DPOs have played a pioneering role in inclusive education. They seek to expand their field of action with regard to secondary schooling and vocational training.

Organisations that promote inclusive education have anticipated the difficulties of employability and job hunting experienced by children with disabilities by developing vocational training programmes complementary to those available in the formal education system. They deplore the lack of vocational training centres and of openings for their pupils.

There are numerous civil-society and religious actors, which coexist without cooperating. They rarely share their experiences and remain confined to two types of disability (visual and auditory).

Each of them seeks to provide assistance, but their actions remain isolated, despite the existence of multiple coordination networks (REPEI, RENOH and FEBAH, in particular) because they suffer from problems of leadership and from disagreements.

Organisations promoting inclusive education receive assistance from international foundations and NGOs, but their funding tends to decline. The organisations are compelled to find fresh partners and other sources of funding.

5 / Educational Stakeholders

One feature of the education system is that there are too few teachers who have been trained in an inclusive approach, and not all those that are available are of sufficient quality. However, it has been observed that teachers are playing a decisive role in the schooling of children (for example, in preventing early marriage) and that training bears fruit. Heads of Basic Education Districts (CCEBs) who had received training from HI have remained proactive in developing interesting projects — for example, organising eye tests for all children in the district with the aid of a German NGO, OneDollarGlasses, where children were able to obtain spectacles free of charge.

6/ Institutions and public policies

On the one hand, it was observed that the progress in the schooling of girls has been made possible by specific measures relating to gender. On the other hand, we saw that Burkina Faso has quite a complete system of law and legislation in the field of disability. However, it has as yet to be applied.

HI’s approach is based primarily on supporting Village Development Committees (CVDs), which were created in 2006 as part of the modernisation of local governance.

A municipal multidisciplinary committee — bringing together, in particular, representatives of the municipal council, the CEB, the Ministries of Social Welfare and Health, AMEs, APEs and DPOs — is specifically responsible for identifying children with disabilities who are not attending school.

However, in practice, these communal commissions were observed not to be very dynamic. There is a lack of political will at local level, because disability is not a priority.

According to the members of these commissions, the investigators lack the means to visit families and identify children with disabilities. Above all, it seems to be very difficult to identify them, because parents hide them.

The Provincial Directorate of National Education and Literacy (DPENA) gave grants to children with disabilities.
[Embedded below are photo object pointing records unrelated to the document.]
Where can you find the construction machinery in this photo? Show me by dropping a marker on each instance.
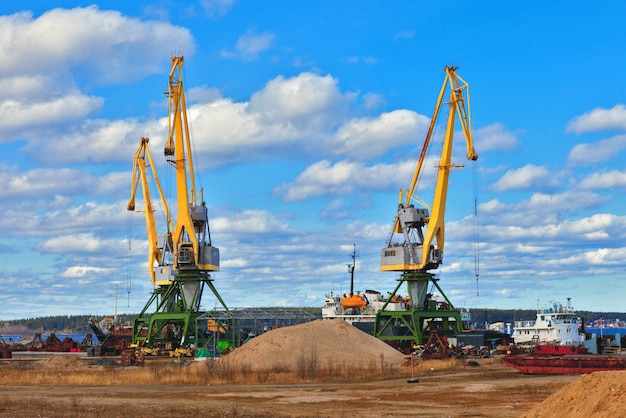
(180, 259)
(416, 243)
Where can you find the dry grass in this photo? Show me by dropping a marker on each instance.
(309, 368)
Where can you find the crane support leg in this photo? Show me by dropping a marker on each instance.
(404, 329)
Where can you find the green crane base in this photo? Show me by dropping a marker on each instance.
(411, 327)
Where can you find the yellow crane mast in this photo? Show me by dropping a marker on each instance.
(417, 239)
(184, 255)
(191, 238)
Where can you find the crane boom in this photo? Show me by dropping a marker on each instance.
(159, 247)
(191, 237)
(419, 228)
(185, 255)
(421, 237)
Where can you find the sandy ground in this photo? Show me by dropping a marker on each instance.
(489, 390)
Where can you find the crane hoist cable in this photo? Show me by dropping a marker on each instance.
(476, 228)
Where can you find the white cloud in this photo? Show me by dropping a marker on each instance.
(216, 8)
(494, 137)
(250, 45)
(22, 115)
(105, 43)
(344, 177)
(248, 222)
(597, 152)
(405, 34)
(83, 271)
(43, 182)
(307, 101)
(369, 137)
(529, 177)
(607, 180)
(599, 119)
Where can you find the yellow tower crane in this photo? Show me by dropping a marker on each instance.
(416, 242)
(180, 260)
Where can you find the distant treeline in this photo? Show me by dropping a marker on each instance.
(60, 323)
(78, 323)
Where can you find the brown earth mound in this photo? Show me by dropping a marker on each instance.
(330, 343)
(598, 395)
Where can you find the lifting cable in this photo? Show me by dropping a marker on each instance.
(476, 226)
(129, 229)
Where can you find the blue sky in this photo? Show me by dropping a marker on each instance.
(307, 118)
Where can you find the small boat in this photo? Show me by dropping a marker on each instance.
(556, 325)
(555, 359)
(359, 309)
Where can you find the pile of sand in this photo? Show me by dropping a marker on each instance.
(330, 343)
(598, 395)
(63, 362)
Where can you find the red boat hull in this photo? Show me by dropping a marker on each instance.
(565, 364)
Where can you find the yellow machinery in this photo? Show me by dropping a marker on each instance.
(416, 243)
(181, 259)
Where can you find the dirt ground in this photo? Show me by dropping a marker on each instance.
(491, 389)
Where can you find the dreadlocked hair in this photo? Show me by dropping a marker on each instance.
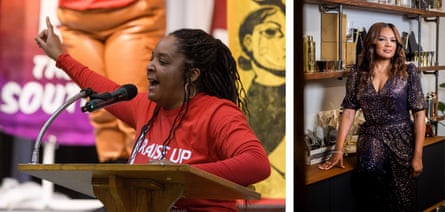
(219, 75)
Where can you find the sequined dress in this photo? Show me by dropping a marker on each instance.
(386, 140)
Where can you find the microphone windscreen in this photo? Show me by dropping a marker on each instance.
(131, 90)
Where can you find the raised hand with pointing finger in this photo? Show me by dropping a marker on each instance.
(49, 41)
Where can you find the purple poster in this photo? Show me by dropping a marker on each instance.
(31, 87)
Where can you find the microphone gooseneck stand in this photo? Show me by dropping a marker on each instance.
(82, 94)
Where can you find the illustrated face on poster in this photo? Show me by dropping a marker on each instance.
(266, 43)
(260, 49)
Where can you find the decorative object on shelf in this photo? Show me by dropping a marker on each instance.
(309, 54)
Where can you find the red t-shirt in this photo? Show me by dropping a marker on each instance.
(93, 4)
(214, 136)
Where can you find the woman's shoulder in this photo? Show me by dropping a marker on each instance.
(411, 68)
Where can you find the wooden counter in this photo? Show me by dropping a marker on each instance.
(314, 174)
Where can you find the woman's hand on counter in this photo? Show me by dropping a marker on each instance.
(335, 159)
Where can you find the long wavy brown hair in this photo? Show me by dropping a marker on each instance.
(368, 55)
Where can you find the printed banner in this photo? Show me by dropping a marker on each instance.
(256, 31)
(31, 87)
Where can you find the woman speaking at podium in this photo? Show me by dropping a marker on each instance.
(194, 114)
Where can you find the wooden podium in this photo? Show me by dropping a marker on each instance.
(141, 187)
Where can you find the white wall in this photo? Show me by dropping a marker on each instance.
(327, 94)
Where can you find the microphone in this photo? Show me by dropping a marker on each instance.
(123, 93)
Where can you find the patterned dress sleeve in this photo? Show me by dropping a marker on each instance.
(416, 98)
(350, 100)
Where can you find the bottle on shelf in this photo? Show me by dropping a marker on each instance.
(309, 54)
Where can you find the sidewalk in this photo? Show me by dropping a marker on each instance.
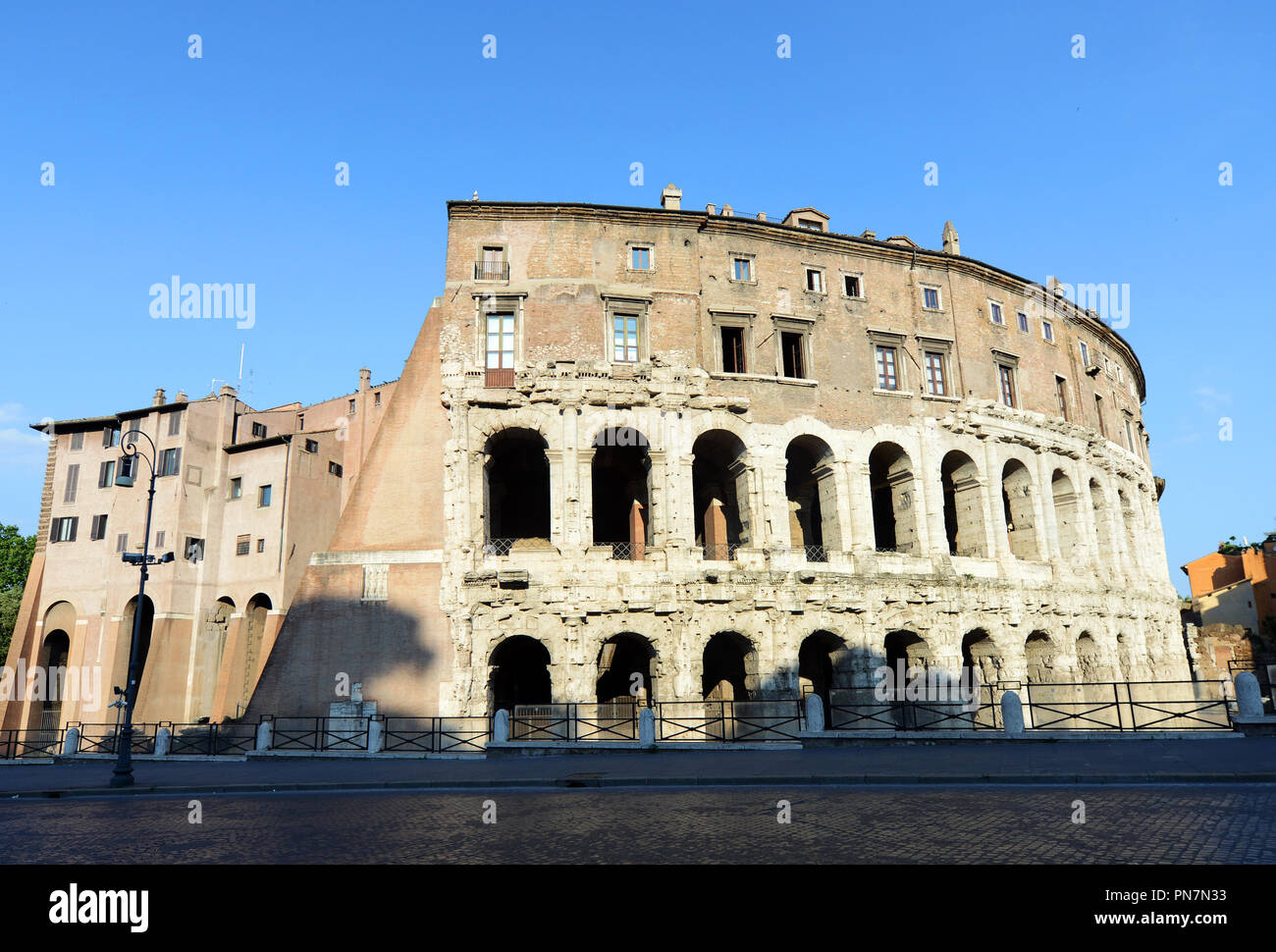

Although this is a laudable initiative, it remains very limited. According to the Head of a CCEB, 'the Directorate asked each CCEB to institute a quota of 10 beneficiaries, although we had identified 300 children with disabilities in our district. In the end, the measure was arbitrary and the amount of the grant was small — some FCFA 15,000 per child — and it is not known what use the parents made of the money'.

Recommendations

There is a need for a double approach to promoting the education of girls with disabilities, which involves improved access and quality education for all children as well as targeted programmes for girls with disabilities in particular. To allow the planning of these policies, there is an urgent need to fill the data gap on disability and gender.